Правда, оно, конечно, Миша на рожон-то не лез. Вновь отрастил волосы, бородку, став похожим на какого-нибудь рижского или ревельского купца, да и зря по улице не шатался. А в амбарце устроил нечто вроде лавки старьевщика — жить-то ведь на что-то надо, а в писцы опять не пойдешь — именно среди них и ищут. Хорошо хоть еще ребята могли свободно передвигаться — никому, даже своему отцу эконому, не были нужны.
Вот и ходили по дворам да усадьбам, в особенности отираясь у тех, подозрительных, кои Михаил аккуратно занес в список, не пожалев на такое дело изрядный кусок пергамента.
Быстро раскусив, что к чему, по дворам охотно давали старые вещи — за комиссию Ратников брал недорого, так что уже через неделю образовалась и первая прибыль, с которой Михаил первым делом купил изрядный жбан бражки для угощения торгового пристава. Хороший тот оказался мужик — выжига, каких мало. Брал мзду, ничем не брезгуя. Однако ж был по своему справедлив и надежен — взятки отрабатывал честно.

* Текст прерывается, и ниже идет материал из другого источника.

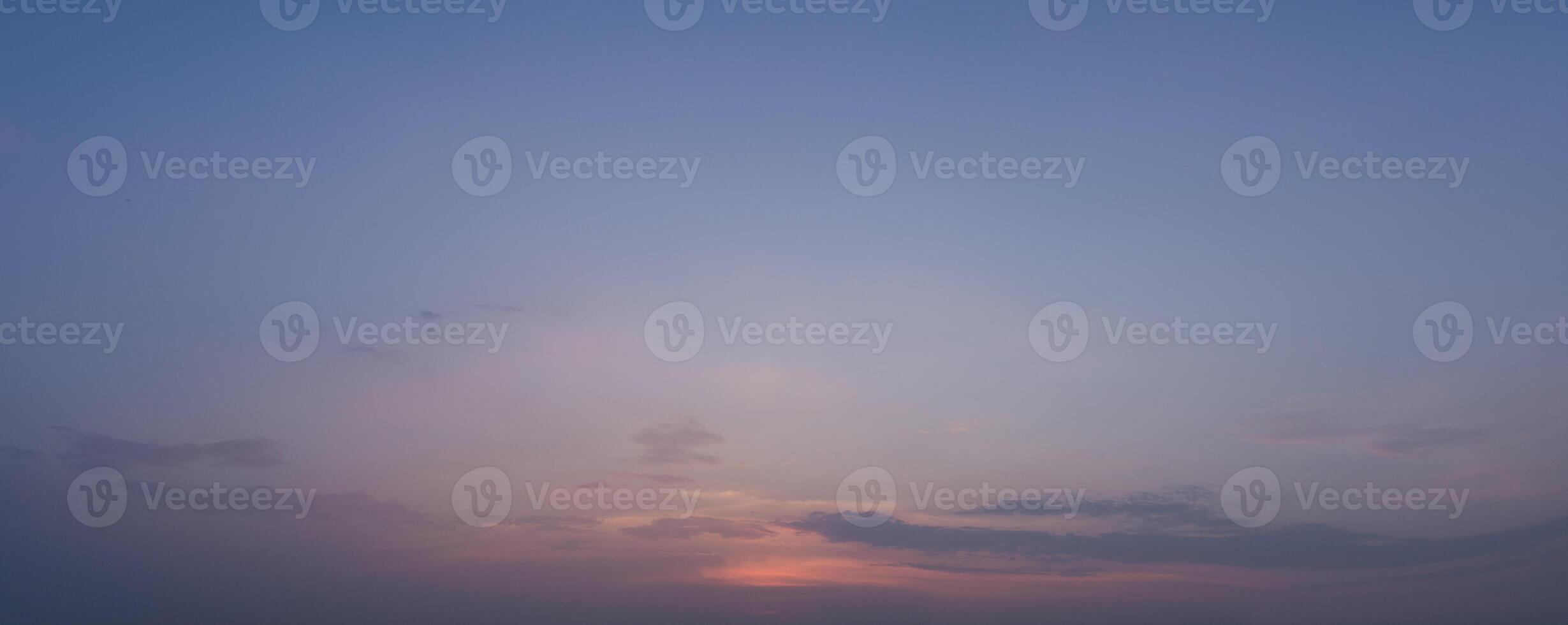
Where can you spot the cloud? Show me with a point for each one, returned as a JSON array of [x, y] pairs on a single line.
[[1388, 422], [1173, 510], [1300, 547], [673, 444], [555, 524], [98, 450], [691, 528]]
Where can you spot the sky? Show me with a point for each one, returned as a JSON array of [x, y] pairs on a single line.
[[585, 327]]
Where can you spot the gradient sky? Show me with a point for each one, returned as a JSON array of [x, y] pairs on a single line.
[[767, 232]]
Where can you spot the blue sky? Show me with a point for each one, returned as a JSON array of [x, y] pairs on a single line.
[[767, 232]]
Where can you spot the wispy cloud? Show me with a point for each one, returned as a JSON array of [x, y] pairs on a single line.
[[90, 450], [691, 528], [1302, 547], [675, 444]]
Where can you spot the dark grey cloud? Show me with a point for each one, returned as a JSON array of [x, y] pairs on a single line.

С ним как-то под вечер и выпили — «с морозцу». А иначе как было бы торговать?
Захмелев, пристав все жаловался, что невозможно стало работать:
— Такие времена настали, Миша, что не знаешь, кому служить. Вроде Орден сейчас… а вдруг придут новгородцы? Опять все под себя подомнут. Их тут многие ждут, рады будут… И кому служить-то?
— А ты, друже, служи делу, — улыбался Ратников. — Вот ведь, сам суди, на торжище изо всех приставов тебя только да Ермолая Кузьмичева уважают. А все почему?
— Почему? — поморгав, заинтересованно спросил пристав. Человек дородный, щекастый, он тут, от тепла, раскраснелся, распахнул шубу и стал чем-то напоминать борова.
— А потому, что ты с Ермолаем не как остальные глоты! — убежденно пояснил Михаил. — Себе — да, берете, но дочиста не грабите, и другим, людям всем, жить даете. С кого обычную мзду берете, с кого — малую… дифференцированный подход.
— Чего?
— Говорю — людям жить даете, не барствуете. Верить вам можно и дела решать.
— Это правильно, — пристав совсем раздобрел. — Всегда нужно, чтоб был кто-то, с кем договориться можно. А иначе-то как?
Ратников тут же налил и поддакнул:
— Это верно! Думаю, Александр-князь, как в город войдет, приставов менять сразу не кинется — чай, и поважнее заботы будут.
— Ох! А ведь и верно! — пристав посмотрел на Мишу с нескрываемым уважением. — Вот ведь спасибо, утешил… Ну, ин ладноть, пойду я, дела. Благодарствую за угощение!